Chapter 4. Installation and Setup

webseer currently doesn't have a pretty frontend of any sort to give the user more power to customize how they extract information. That's in the works for the future, but for now you'll have to use it as either an API or a command line tool.

For starters, download a zip file from http://webseer.sourceforge.net. There should be two possible distributions, one with the source if you're going to extend webseer and one without if you just want to run it. The source distribution has exactly the same structure as what is found in the code repository so you can pull it from there as well. The difference in contents is that the binary distribution has pre-compiled plugins and the core library jars included and doesn't have the src folder that created these jars. These plugins and core library can be regenerated from the source by running the ant target "prepare" found in the main build.xml file found in the root. You should probably do that right after you download the source distribution just to be able to run the examples

The structure of the whole project is as follows (this is also in the README file):

bin\ - the command line tools to make executing webseer easier
conf\ - the main configuration files for webseer
docs\ - the website, this guide, and the papers that were written based on webseer
lib\ - the core dependencies and the core library after it is built by the ant build
src\java - the source code for the core of webseer

src\plugin - a directory for each plugin that is part of webseer
src\plugin\*\ - a plugin.xml file and a build.xml file that are used to create/register the plugins with webseer
src\plugin\*\src - the plugin source

nutch-plugins\ - contains a directory for required nutch plugins (don't touch this unless you know what you're doing)
conf\nutch - configuration for nutch (don't touch this unless you know what you're doing)
            

You don't have to understand the structure totally but if you're the sort that likes to poke around really quick, that should be a good guide. In the next section we'll go into the general architecture of webseer, but for now all you really need to know is that it's very plugin-dependent. Therefore, only the bare minimum skeleton classes are loaded when webseer is first run and then it loads the plugin jar/libraries when it feels it needs to. This is one of the secret sauces that makes webseer easy to extend (though by no means unique or novel).
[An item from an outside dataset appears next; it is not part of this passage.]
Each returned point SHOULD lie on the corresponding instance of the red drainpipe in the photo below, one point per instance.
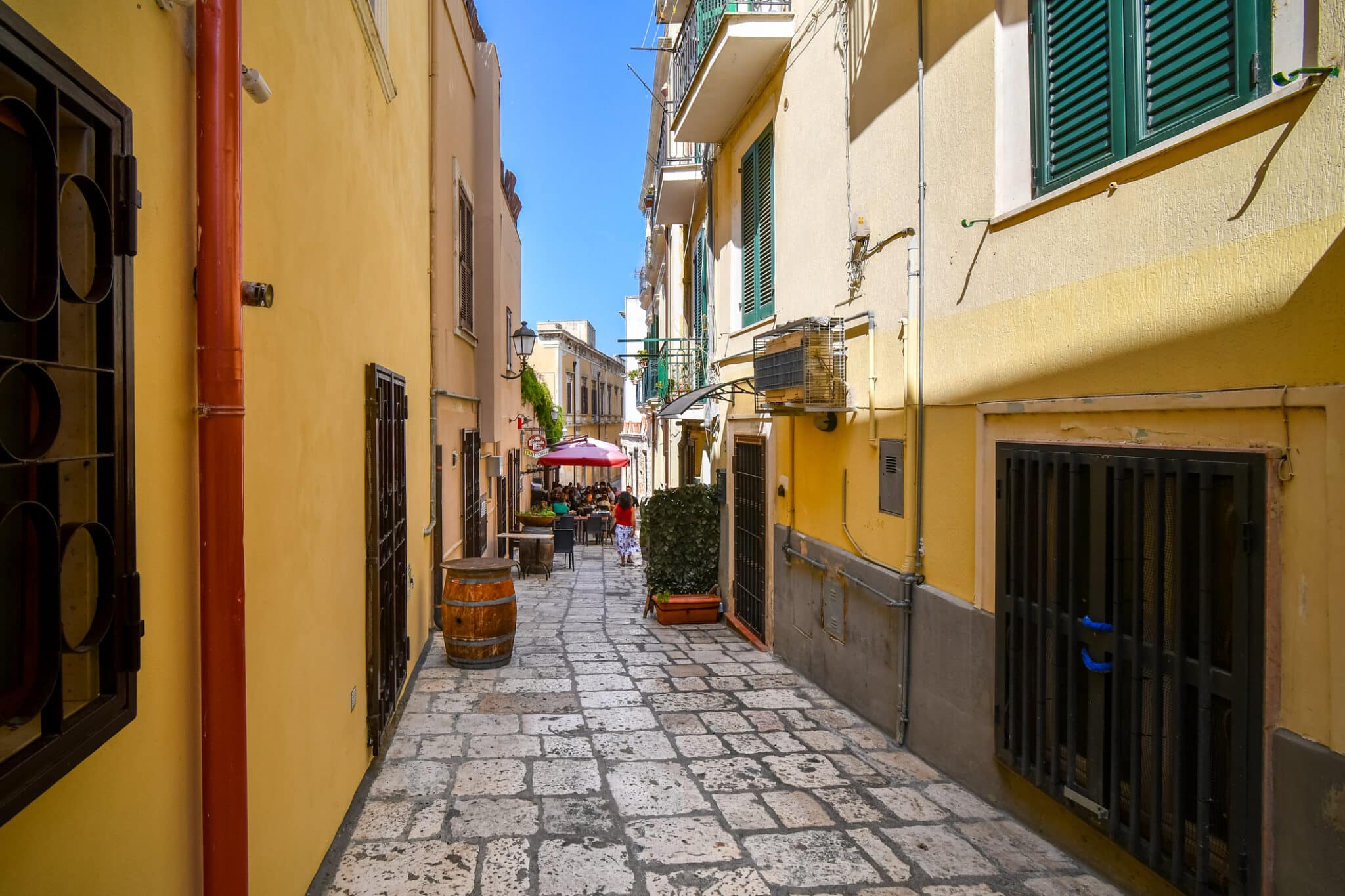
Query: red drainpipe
(219, 391)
If you've downloaded the binary distribution or prepared the source, you should now be able to run the example from the first section. Woohoo, that was pretty easy!

Examine the bin\extract.bat file to understand what is really required to run webseer. All you need to do is include 1) all the libraries in \lib, 2) the configuration directories \conf and \conf\nutch, and 3) the directory above where you have a \plugins directory on the classpath. Then you can run webseer through the java command like "java name.levering.ryan.webseer.WebSeer putArgumentsHere".